Which one do you have a tendency to believe? That you’re only as good as you’re ever going to be, or that with some focus you can do anything?


It is possible to move from having a fixed mindset to a growth one. Use the exercise above to notice the tendencies you have to pull yourself into a fixed mindset. You also may believe you have a growth mindset (yasss!) but have the occasional time where you’re fixed behaviours creep in.


It’s important to notice what it is that triggers those fixed behaviours so you have the power to overcome them.

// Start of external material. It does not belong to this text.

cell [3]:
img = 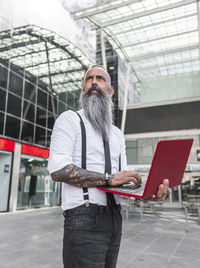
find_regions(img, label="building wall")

For example, overfilling your diary and getting into the headspace of there isn’t enough time in the day (oh hey, Tina). So you make lots of lists everywhere (hey Lizi) to appear like you’re in control of the situation. Where you could go into the situation with the view that you will learn something from the situation, that way can be done will be and that you have the power to do something about this the next time with your lessons, or approach it differently now as a result of a similar situation before.


By looking at these behaviours as characters, it takes you out of the mix. You can look objectively at what Lizi is doing and see how she could change the pattern. You can see what she did to get to the point of making a million lists and changing course before you get there in future.



So take moments in the next week and jot down different behaviours. Split a page in half - one side for fixed, the other for growth and see how they compare. Do you have more of one type than the other? How could you adapt the fixed ones to be more growth led?